Tomorrow I'm building my buns a NIC condo, and I was wondering what I could use for flooring. I thought maybe I could use a sheet of foam for the shelves? Like the kind you can pick up at hobby lobby for a dollar, and cover the plywood with it? I'm just concerned about the possibility that it'll get torn up. Fleece here is $10 a yard, so it's a bit too expensive for me to use it for bedding.


----------



## degrassi (Feb 12, 2013)

I went to XScargo(not sure if its in the US but check out any liquidation store) and picked up a foam utility mat 4x8' for 20$ and I cut it to fit my NIC cage. I had previously tried the puzzle foam mats but my bun chewed the edges where they met. The foam mat I bought has worked great, no chewing as there is no edges. 

Any foam exercise mats or yoga mats also work. Or my bunny's second level of his NIC condo is covered in cheap indoor/outdoor door mats 12-14$ for a 4x5'.


----------



## 12lawliet12Snickers, Truffle (Feb 12, 2013)

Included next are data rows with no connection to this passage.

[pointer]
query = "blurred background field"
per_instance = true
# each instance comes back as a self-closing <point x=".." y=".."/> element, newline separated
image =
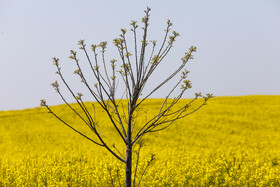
<point x="233" y="141"/>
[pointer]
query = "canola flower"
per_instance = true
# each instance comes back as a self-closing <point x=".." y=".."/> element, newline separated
<point x="233" y="141"/>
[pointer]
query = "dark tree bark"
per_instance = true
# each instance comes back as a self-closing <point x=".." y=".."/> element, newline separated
<point x="134" y="77"/>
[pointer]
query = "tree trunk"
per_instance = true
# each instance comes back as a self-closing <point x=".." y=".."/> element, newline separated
<point x="128" y="163"/>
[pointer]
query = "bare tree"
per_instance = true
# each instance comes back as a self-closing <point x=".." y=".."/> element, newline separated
<point x="134" y="73"/>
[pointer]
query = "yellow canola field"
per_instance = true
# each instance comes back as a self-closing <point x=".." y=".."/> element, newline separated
<point x="232" y="141"/>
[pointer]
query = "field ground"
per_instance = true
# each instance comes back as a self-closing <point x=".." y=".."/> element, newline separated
<point x="233" y="141"/>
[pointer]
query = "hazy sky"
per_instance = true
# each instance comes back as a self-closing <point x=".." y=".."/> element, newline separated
<point x="238" y="43"/>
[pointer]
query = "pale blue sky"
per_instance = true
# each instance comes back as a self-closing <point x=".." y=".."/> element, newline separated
<point x="238" y="43"/>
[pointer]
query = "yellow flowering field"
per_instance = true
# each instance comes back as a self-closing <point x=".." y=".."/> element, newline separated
<point x="232" y="141"/>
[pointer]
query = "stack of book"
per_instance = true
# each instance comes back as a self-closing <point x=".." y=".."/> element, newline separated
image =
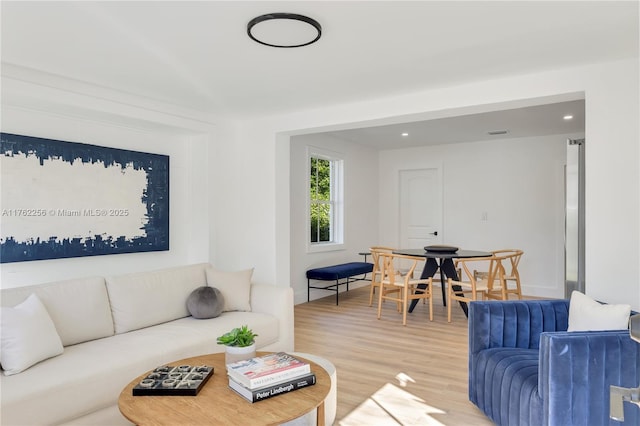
<point x="269" y="375"/>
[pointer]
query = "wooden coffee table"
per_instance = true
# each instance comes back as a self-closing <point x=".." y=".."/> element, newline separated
<point x="216" y="403"/>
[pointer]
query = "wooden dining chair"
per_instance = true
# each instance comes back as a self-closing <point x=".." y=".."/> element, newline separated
<point x="476" y="287"/>
<point x="376" y="274"/>
<point x="394" y="278"/>
<point x="510" y="259"/>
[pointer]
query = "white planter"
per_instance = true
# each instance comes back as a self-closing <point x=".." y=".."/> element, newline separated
<point x="237" y="353"/>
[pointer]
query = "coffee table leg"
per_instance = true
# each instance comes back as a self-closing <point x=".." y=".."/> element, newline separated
<point x="320" y="414"/>
<point x="429" y="270"/>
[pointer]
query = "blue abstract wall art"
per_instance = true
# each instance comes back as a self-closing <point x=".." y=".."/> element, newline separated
<point x="65" y="199"/>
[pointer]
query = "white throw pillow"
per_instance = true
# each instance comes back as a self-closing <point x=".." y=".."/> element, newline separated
<point x="585" y="314"/>
<point x="234" y="286"/>
<point x="27" y="337"/>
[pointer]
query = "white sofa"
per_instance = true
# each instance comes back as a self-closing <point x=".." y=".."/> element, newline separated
<point x="113" y="329"/>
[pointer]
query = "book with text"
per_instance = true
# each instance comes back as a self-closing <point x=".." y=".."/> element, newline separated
<point x="267" y="370"/>
<point x="254" y="395"/>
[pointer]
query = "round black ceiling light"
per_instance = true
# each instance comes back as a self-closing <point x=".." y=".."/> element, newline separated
<point x="284" y="30"/>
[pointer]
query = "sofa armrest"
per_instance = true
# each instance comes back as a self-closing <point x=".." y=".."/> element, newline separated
<point x="576" y="370"/>
<point x="276" y="301"/>
<point x="514" y="323"/>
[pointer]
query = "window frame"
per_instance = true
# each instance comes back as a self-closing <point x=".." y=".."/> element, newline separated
<point x="336" y="201"/>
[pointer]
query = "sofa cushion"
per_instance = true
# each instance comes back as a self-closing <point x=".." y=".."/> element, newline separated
<point x="148" y="298"/>
<point x="585" y="314"/>
<point x="90" y="376"/>
<point x="506" y="384"/>
<point x="79" y="308"/>
<point x="235" y="287"/>
<point x="27" y="337"/>
<point x="205" y="302"/>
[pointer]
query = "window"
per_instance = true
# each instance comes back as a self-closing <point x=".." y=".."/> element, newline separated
<point x="325" y="201"/>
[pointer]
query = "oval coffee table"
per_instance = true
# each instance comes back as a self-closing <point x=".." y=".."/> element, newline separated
<point x="216" y="403"/>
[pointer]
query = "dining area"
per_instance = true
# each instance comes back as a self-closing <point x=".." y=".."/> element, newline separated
<point x="406" y="276"/>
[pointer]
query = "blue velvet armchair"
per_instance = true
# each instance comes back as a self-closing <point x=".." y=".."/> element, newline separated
<point x="526" y="369"/>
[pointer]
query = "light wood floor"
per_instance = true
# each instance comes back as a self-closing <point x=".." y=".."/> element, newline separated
<point x="389" y="374"/>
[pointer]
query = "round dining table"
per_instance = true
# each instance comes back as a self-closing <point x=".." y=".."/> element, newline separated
<point x="444" y="261"/>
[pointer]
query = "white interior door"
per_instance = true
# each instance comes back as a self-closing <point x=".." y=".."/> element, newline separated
<point x="420" y="207"/>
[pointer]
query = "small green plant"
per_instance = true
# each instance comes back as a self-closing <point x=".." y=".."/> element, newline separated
<point x="241" y="337"/>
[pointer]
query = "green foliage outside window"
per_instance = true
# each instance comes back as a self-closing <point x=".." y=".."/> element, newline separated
<point x="320" y="196"/>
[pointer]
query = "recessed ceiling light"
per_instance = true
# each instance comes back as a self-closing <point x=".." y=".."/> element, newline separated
<point x="284" y="30"/>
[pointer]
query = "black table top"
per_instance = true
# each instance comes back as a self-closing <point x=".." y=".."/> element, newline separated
<point x="443" y="255"/>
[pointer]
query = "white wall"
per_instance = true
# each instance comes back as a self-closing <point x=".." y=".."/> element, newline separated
<point x="613" y="182"/>
<point x="518" y="183"/>
<point x="248" y="171"/>
<point x="361" y="214"/>
<point x="36" y="111"/>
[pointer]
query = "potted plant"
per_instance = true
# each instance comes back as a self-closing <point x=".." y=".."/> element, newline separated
<point x="240" y="344"/>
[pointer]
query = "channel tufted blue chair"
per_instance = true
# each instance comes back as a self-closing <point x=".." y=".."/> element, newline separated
<point x="526" y="369"/>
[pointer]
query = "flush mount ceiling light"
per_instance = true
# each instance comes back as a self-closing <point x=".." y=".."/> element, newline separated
<point x="284" y="30"/>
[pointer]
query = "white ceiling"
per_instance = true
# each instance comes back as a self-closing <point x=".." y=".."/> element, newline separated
<point x="197" y="55"/>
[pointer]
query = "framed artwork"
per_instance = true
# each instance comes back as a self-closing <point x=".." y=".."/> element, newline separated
<point x="65" y="199"/>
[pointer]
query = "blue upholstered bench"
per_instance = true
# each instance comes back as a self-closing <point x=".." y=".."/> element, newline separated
<point x="350" y="272"/>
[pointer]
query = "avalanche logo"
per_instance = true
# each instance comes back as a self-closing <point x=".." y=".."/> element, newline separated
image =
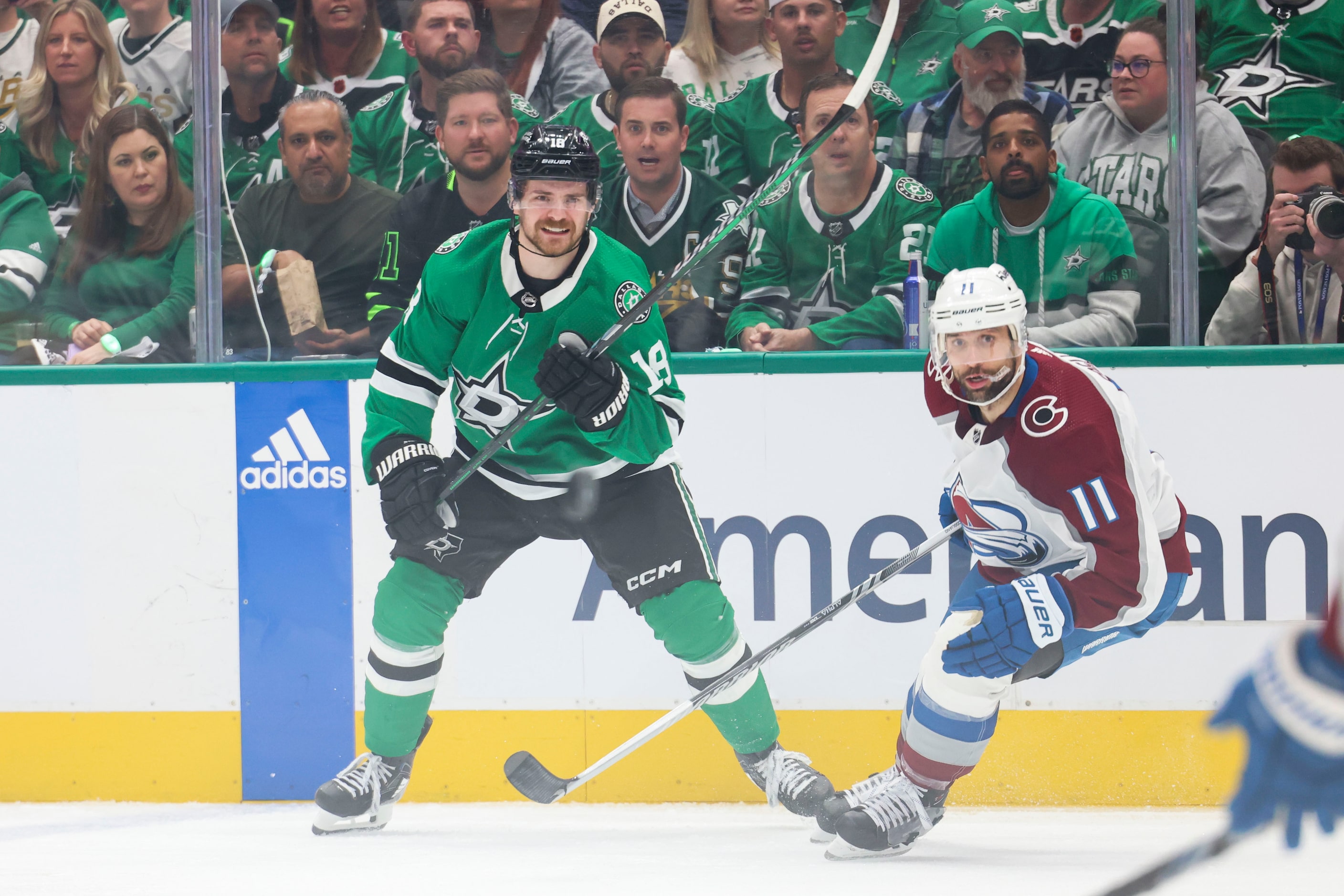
<point x="997" y="530"/>
<point x="295" y="460"/>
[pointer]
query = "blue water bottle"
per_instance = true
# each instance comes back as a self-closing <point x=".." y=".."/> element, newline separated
<point x="913" y="293"/>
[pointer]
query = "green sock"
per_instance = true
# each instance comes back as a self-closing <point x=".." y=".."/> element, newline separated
<point x="413" y="608"/>
<point x="695" y="624"/>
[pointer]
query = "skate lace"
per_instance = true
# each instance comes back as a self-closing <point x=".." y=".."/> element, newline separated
<point x="900" y="802"/>
<point x="785" y="773"/>
<point x="859" y="793"/>
<point x="366" y="773"/>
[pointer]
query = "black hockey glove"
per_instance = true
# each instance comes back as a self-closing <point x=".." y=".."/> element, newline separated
<point x="410" y="477"/>
<point x="596" y="391"/>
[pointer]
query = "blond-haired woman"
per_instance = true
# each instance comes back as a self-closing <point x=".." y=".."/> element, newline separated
<point x="724" y="46"/>
<point x="342" y="47"/>
<point x="76" y="81"/>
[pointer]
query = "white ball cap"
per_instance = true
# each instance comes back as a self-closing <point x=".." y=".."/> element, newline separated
<point x="613" y="10"/>
<point x="977" y="299"/>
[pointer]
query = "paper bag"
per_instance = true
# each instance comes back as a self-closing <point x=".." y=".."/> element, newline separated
<point x="299" y="295"/>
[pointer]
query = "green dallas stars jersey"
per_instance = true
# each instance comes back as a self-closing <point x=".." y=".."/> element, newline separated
<point x="590" y="116"/>
<point x="252" y="151"/>
<point x="701" y="208"/>
<point x="840" y="276"/>
<point x="393" y="68"/>
<point x="1274" y="68"/>
<point x="473" y="323"/>
<point x="920" y="65"/>
<point x="753" y="136"/>
<point x="394" y="139"/>
<point x="1071" y="60"/>
<point x="60" y="186"/>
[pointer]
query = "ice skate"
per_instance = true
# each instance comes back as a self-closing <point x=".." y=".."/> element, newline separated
<point x="889" y="821"/>
<point x="842" y="802"/>
<point x="787" y="780"/>
<point x="362" y="797"/>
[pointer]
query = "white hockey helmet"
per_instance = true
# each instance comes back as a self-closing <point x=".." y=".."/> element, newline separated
<point x="971" y="300"/>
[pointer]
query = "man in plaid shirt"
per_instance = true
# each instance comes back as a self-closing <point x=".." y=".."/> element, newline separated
<point x="937" y="140"/>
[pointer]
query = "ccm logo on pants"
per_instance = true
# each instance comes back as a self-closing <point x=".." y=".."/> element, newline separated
<point x="651" y="575"/>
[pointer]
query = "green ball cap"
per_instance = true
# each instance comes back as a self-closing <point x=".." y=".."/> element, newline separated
<point x="979" y="19"/>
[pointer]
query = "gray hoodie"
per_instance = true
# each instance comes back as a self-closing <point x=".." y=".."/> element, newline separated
<point x="1102" y="151"/>
<point x="562" y="72"/>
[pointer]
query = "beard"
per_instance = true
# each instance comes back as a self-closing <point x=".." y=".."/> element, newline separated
<point x="320" y="183"/>
<point x="449" y="60"/>
<point x="983" y="98"/>
<point x="991" y="391"/>
<point x="549" y="245"/>
<point x="483" y="171"/>
<point x="1033" y="186"/>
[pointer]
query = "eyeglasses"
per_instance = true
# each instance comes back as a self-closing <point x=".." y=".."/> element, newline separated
<point x="1137" y="68"/>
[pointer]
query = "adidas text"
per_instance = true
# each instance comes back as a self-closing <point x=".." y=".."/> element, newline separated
<point x="295" y="458"/>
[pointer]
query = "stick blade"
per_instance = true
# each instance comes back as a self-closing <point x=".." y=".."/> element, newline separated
<point x="531" y="778"/>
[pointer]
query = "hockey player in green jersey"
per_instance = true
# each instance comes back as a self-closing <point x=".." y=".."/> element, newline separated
<point x="631" y="45"/>
<point x="753" y="129"/>
<point x="920" y="62"/>
<point x="662" y="210"/>
<point x="1066" y="248"/>
<point x="500" y="312"/>
<point x="1279" y="66"/>
<point x="396" y="143"/>
<point x="249" y="53"/>
<point x="831" y="249"/>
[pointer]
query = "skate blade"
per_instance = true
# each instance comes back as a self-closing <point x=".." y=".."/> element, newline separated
<point x="819" y="836"/>
<point x="843" y="851"/>
<point x="330" y="824"/>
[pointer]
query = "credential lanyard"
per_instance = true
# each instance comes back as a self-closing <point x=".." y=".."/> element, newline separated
<point x="1320" y="307"/>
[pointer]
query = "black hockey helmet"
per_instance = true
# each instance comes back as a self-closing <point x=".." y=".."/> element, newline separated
<point x="557" y="152"/>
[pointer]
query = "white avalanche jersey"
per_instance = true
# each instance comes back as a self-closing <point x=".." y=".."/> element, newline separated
<point x="1065" y="483"/>
<point x="160" y="69"/>
<point x="17" y="49"/>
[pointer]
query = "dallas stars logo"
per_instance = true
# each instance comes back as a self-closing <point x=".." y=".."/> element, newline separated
<point x="1257" y="83"/>
<point x="929" y="66"/>
<point x="487" y="404"/>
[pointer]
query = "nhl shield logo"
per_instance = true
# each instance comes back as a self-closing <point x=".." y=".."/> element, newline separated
<point x="630" y="295"/>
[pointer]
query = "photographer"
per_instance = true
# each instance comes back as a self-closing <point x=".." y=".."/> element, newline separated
<point x="1289" y="291"/>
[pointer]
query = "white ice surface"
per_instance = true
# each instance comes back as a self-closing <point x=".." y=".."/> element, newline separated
<point x="627" y="849"/>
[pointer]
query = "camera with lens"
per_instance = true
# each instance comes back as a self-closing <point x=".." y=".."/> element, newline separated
<point x="1327" y="208"/>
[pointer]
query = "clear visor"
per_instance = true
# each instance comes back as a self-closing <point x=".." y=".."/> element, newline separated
<point x="565" y="197"/>
<point x="987" y="350"/>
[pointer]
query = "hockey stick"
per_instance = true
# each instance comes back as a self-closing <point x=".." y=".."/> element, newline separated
<point x="1178" y="864"/>
<point x="852" y="101"/>
<point x="533" y="780"/>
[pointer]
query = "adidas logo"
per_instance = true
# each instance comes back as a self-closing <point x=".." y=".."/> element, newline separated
<point x="292" y="458"/>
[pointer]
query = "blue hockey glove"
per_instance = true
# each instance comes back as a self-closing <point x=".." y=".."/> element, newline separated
<point x="1019" y="620"/>
<point x="946" y="516"/>
<point x="1292" y="707"/>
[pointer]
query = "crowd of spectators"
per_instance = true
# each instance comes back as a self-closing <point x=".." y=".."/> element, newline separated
<point x="361" y="135"/>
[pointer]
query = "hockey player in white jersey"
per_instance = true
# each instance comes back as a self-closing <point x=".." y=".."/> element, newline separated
<point x="1077" y="532"/>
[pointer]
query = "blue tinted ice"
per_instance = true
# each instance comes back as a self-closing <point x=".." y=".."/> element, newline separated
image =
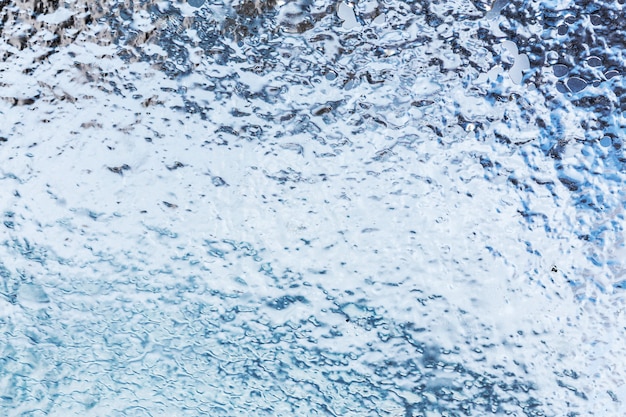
<point x="279" y="208"/>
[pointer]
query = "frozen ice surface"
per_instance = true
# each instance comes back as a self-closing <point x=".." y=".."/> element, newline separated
<point x="312" y="208"/>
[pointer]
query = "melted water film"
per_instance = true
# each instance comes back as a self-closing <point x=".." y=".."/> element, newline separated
<point x="312" y="208"/>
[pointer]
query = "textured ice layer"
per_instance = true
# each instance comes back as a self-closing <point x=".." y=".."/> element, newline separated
<point x="312" y="208"/>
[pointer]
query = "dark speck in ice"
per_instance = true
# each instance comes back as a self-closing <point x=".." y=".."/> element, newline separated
<point x="560" y="70"/>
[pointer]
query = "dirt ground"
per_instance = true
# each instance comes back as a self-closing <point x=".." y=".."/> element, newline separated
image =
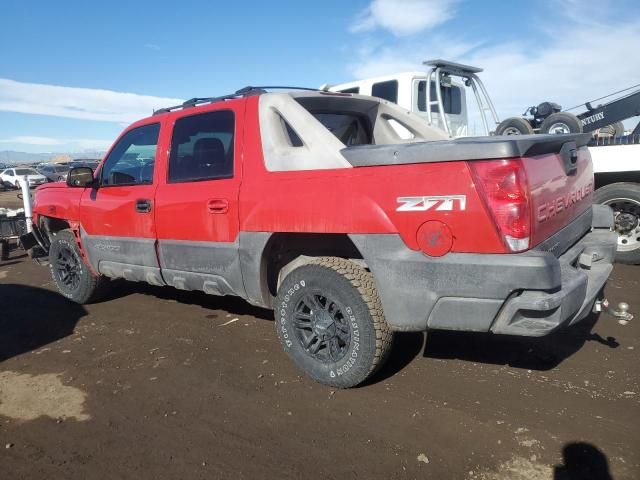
<point x="156" y="383"/>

http://shop.hobbylobby.com/products/12-x-18-black-foam-sheet-5mm-330415/ so something like this should work?


----------



## Moochyesh (Feb 12, 2013)

I went to big lots, They have big bath rugs for 2 dollars so I use those to cover my buns cage..


----------



## whitelop (Feb 12, 2013)

I agree with getting bath mats too. I would be worried that my bun would dig at the foam, chew it and wind up eating it. You would have to be 100% sure that you're buns won't chew or dig them.


----------



## LakeCondo (Feb 12, 2013)

I guess it depends on the mat, but it shouldn't have loops in the fabric that the rabbit;s nails can get caught in & should be low nap so it's less likely to be chewed.


----------



## Troller (Feb 12, 2013)

For my first bun I got a rubber horse stall mat. Heavy as hell but comfortable, fairly easy to clean and durable. For my second I did get puzzle mats, since I plan on her enclosure being temporary but I do worry about her chewing it, or Conan chewing it, but so far so good they pay it little mind. I've only cleaned it a bit but the puzzle mats seem ok for that, not as good as the rubber mat but not too bad.


----------



## 12lawliet12Snickers, Truffle (Feb 12, 2013)

I decided to just use thick boards. I couldn't find NIC cubes anywhere in town so I just bought an xpen. It's blue, which surprised me cause I've only ever seen grey or black ones.


----------